Do you see the potential for a community around federated learning?
That’s the final goal of the system: everyone has some form of access to the data, everyone gets to keep their data private, none of the data leaks and all private information is protected. But you still get the benefits of machine learning. Many organizations may want to sell their data but not provide ownership to run machine learning models and get analytics. And others might wish for a community to build models on the data, but they can’t afford to lose ownership of the data. I can see this being massive, especially in industries where there’s a lot you can’t do because of personally identifiable information (PII) or protected health information (PHI).
What are the steps to make sure data is secure?
There are vulnerabilities, like model inversion attacks, membership inference attacks, and model poisoning attacks. Still, I’d say federated machine learning is step one towards a much larger privacy infrastructure for machine learning and analytics, but there is a long road ahead.

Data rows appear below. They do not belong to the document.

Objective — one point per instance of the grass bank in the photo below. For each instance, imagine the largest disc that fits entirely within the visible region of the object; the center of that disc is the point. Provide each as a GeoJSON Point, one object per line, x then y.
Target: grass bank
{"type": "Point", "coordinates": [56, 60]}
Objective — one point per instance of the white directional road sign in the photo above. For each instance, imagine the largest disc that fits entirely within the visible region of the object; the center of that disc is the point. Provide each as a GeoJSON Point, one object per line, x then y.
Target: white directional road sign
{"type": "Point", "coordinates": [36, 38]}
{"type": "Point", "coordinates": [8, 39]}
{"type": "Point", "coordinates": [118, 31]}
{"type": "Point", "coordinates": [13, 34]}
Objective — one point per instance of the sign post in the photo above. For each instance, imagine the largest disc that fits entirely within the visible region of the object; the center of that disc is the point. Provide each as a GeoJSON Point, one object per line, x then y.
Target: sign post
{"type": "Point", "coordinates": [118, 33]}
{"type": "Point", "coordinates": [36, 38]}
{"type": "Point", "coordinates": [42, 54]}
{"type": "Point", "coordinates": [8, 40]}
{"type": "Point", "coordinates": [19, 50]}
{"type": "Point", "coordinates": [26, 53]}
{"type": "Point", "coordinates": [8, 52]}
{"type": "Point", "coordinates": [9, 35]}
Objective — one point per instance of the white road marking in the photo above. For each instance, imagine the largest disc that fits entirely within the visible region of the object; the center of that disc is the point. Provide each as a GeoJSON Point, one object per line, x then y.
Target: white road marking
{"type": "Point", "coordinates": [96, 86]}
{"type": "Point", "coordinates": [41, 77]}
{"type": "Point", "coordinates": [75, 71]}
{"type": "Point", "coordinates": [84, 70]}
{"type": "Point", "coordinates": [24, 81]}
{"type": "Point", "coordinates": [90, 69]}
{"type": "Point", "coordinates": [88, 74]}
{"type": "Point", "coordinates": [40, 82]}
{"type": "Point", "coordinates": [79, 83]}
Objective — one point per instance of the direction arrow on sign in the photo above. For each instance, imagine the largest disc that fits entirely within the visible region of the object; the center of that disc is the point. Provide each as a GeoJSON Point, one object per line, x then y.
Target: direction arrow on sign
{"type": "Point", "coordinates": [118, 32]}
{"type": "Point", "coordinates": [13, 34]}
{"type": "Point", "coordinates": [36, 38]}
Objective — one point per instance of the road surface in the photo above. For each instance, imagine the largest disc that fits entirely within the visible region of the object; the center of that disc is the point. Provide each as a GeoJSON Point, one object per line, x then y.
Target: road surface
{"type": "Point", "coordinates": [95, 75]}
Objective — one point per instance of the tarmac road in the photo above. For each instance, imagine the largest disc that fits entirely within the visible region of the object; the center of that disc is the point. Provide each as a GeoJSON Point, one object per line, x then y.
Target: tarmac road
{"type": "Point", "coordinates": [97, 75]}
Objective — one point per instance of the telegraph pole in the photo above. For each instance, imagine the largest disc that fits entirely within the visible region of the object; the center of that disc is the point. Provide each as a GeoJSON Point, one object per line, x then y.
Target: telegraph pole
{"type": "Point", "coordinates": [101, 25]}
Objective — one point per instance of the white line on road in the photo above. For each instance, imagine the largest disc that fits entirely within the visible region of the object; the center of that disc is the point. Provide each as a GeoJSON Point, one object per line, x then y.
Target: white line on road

There are technologies like differential privacy that smooths and adds noise to the information output from the data owner—this way, no single data point information is leaked. There are encryption technologies through which you can take data and models from different locations and perform secure aggregations such that only the aggregated model is visible to the aggregator and no individual models coming from each data source are exposed. There are so many different levels to increase the data’s level of privacy.
To wrap it up, what would you say is your favorite part of the day-to-day? What’s the most challenging?
My favorite part is ideating and coding. I love delving into these problems and trying to solve them, coming up with new ways to solve the old problems. Some days, I’m reading papers to really understand a new technology and then try to implement it. I get satisfaction when I can deploy a product that someone is actually using. So that’s the best part of my job. For me, the most challenging part is managing the time between meetings and balancing my schedule to have enough time for the coding and deep-focus work.